Sylvia broke out into an exclamation of wonder. “Oh, how you do put your finger on the spot! If you knew how I’ve struggled to justify myself for not going into ‘social work’ of some kind! Every girl nowadays who doesn’t marry at twenty, is slated for ’social betterment’ whether she has the least capacity for it or not. Public opinion pushes us into it as mediaeval girls were shoved into convents, because it doesn’t know what else to do with us. It’s all right for Judith,—it’s fine for her. She’s made for it. I envy her. I always have. But me—I never could bear the idea of interfering in people’s lives to tell them what to do about their children and their husbands just because they were poor. It always seemed to me it was bad enough to be poor without having other people with a little more money messing around in your life. I’m different from that kind of people. If I’m sincere I can’t pretend I’m not different. And I’m not a bit sure I know what’s any better for them to do than what they’re doing!” She had spoken impetuously, hotly, addressing not the men beside her but a specter of her past life.
“How true that is—how unerring the instinct which feels it!” said Morrison appreciatively.
Page looked at Sylvia quickly, his clear eyes very tender. “Yes, yes; it’s her very own life that Sylvia needs to live,” he said in unexpected concurrence of opinion. Sylvia felt that the honors of the discussion so far were certainly with Felix. And Austin seemed oddly little concerned by this. He made no further effort to retrieve his cause, but fell into a silence which seemed rather preoccupied than defeated.
They were close to the Arc de Triomphe now. A brilliant sunset was firing a salvo of scarlet and gold behind it, and they stood for a moment to admire. “Oh, Paris! Paris!” murmured Morrison. “Paris in April! There’s only one thing better, and that we have before us—Paris in May!”

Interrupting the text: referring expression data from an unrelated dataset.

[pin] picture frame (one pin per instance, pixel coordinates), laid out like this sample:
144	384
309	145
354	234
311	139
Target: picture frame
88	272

They turned in past the loge of the concierge, and mounted in the languidly moving elevator to the appartement. Felix went at once to the piano and began playing something Sylvia did not recognize, something brilliantly colored, vivid, resonant, sonorous, perhaps Chabrier, she thought, remembering his remark on the avenue. Without taking off her hat she stepped to her favorite post of observation, the balcony, and sat down in the twilight with a sigh of exquisitely complete satisfaction, facing the sunset, the great arch lifting his huge, harmonious bulk up out of the dim, encircling trees, the resplendent long stretch of the lighted boulevard. The music seemed to rise up from the scene like its natural aroma.
Austin Page came out after her and leaned silently on the railing, looking over the city. Morrison finished the Chabrier and began on something else before the two on the balcony spoke. Sylvia was asking no questions of fate or the future, accepting the present with wilful blindness to its impermanence.